In Brackensfield's, one of the largest Department stores on the east-side, the newly installed Santa was entertaining a long line of expectant children as their mothers jostled for the dubious privilege of parting with six pounds 75p in exchange for an instant photo of their loved one/s posed on the man in red's knee. No-one noticed the lonely old figure standing alongside the racks of games nearby, watching the awe-struck children as they progressed excitedly along the queue. The moment they had to relinquish their mom's hand and take that last step up to that lofty perch. The encouragement to smile for the camera and then finally those few words with Santa himself. Unseen also, the occasional yet involuntary tear trickling down the man's cheeks.
He stayed until the last child had scampered back to his mother and the helpers were hanging up the sign which read "Santa has gone to feed his reindeer and will be back at 6 p.m."
For a moment he was lost in his own thoughts.
"It means a lot to you doesn't it?"
The words jolted him upright. Kindly eyes considerably older than his own even, looked down at him.
"I was just remembering," he half-stammered and feeling not a little embarrassed.
The eyes smiled. "Ah, the memory of happier times perhaps?" Then after the briefest of pauses, "And what then would you wish for yourself on this cold Christmas Eve?" came the question from deep beneath the bushy beard.
"That's easy, " Jim responded. "I'd wish that for just a few hours even, I could spend time with a young lady who might love me for simply myself. Someone I wished I could have met when I was young and had a future."
The hand caressed the white moustache. "All of us have a future my friend. It's just a matter of recognising when it actually started! We must enjoy the opportunities that come along and for some of us," he looked at Jim almost sympathetically, "such times may be of regrettably brief duration."

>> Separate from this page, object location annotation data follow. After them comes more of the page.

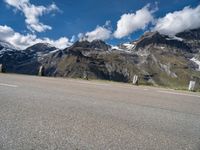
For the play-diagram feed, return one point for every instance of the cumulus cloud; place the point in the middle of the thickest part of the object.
(32, 13)
(178, 21)
(131, 22)
(22, 41)
(99, 33)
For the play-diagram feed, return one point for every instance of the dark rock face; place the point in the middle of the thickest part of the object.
(96, 44)
(23, 61)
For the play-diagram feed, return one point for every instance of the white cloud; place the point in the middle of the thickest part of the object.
(178, 21)
(32, 13)
(132, 22)
(22, 41)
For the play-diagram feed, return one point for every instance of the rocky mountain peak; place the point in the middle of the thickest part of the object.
(96, 44)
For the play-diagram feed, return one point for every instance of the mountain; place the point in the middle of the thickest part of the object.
(24, 61)
(157, 59)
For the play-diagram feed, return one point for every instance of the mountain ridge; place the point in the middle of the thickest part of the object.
(157, 59)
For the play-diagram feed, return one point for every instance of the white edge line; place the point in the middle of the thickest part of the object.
(192, 95)
(8, 85)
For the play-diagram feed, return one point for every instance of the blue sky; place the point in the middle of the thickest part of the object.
(81, 16)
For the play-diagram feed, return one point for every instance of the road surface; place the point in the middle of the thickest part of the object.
(53, 113)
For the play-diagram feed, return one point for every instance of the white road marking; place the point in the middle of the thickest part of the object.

Smiling now, he took Jim's hand. "A very merry Christmas to you Sir. I must be going now. Those reindeer of mine are eating me out of house and home."
Jim watched as the tall figure disappeared around the sporting aisle and decided to head home. Although not snowing, it was icy cold outside and he was looking forward to the familiarity of the snug confines of his little home. Perhaps he would indulge himself with a small bottle of brandy, after all, Christmas was but once a year.
Entering the small latched gate that opened upon the narrow crazy-paving pathway that led to his front door, he felt upon his forehead first one, then another touch of crystalised cold. He looked up. The weather bureau had been right for once. For only the eleventh time since the turn of the previous century, a genuine white Christmas had been predicted for the south of England. He watched for a few moments, the sporadic flakes as they eddied silently downwards, not yet in sufficient a flurry to lay the groundwork for their heavier relatives.